Comparer Camelot avec la Bataille serait une injure !
Certes des ressemblances peuvent les rapprocher mais alors on peut en dire autant de beaucoup d’autres jeux. Formule Dé avec les petits chevaux et j’en passe …
Je vais donc essayer de relever le défi et tenter de sauver l’honneur d’un jeu qui pourrait bien avoir du sang noble...dans les cartes.
On ne le répètera jamais assez mais la qualité du matériel a une grande importance dans le plaisir que l’on prend à jouer. Camelot ne déçoit pas sur ce point ! Les cartes sont fabriquées à partir de carton de bonne qualité et les illustrations sont particulièrement réussies. On apprécie l’humour et la finesse des graphismes.
Le packaging a été également bien étudié : la boîte est petite et pourra être transportée facilement.
Le thème est finalement bien adapté aux mécanismes simples mais efficaces de ce petit jeu bien sympa. On se bat avec acharnement pour remporter les tournois. Si on décide de se retirer ou de ne pas participer, eh bien on regarde les autres se battre… Cela peut gêner quelquefois certaines personnes mais les joutes ne durent jamais bien longtemps à de rares exceptions près.
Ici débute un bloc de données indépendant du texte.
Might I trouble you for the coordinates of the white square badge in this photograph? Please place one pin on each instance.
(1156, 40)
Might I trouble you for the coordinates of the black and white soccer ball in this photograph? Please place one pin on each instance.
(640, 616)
Le hasard dans ce type de jeu est forcément déterminant (pioche des cartes). On maudit le mauvais sort ou on bénit d’avoir autant de chance ! Les cartes « actions » permettent de pimenter le tout.
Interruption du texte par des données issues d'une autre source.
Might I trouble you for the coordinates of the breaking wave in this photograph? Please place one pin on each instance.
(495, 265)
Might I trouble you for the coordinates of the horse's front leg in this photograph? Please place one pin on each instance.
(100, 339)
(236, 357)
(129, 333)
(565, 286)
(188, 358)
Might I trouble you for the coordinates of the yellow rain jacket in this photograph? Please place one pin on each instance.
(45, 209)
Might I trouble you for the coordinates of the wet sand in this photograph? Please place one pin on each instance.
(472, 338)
Des choix simples (Camelot n’est pas un jeu de haute stratégie) mais déterminants donnent au jeu un réel attrait et donnent l’illusion de ne pas trop être le jouet du hasard. Doit-on abandonner le combat pour économiser ces forces ? Jouer ou non des cartes actions ou les réserver pour un tournoi plus déterminant pour la victoire finale ?
Le rythme est soutenu et les parties sont rapides et jamais ennuyantes.
Camelot est donc un petit jeu léger mais réussi.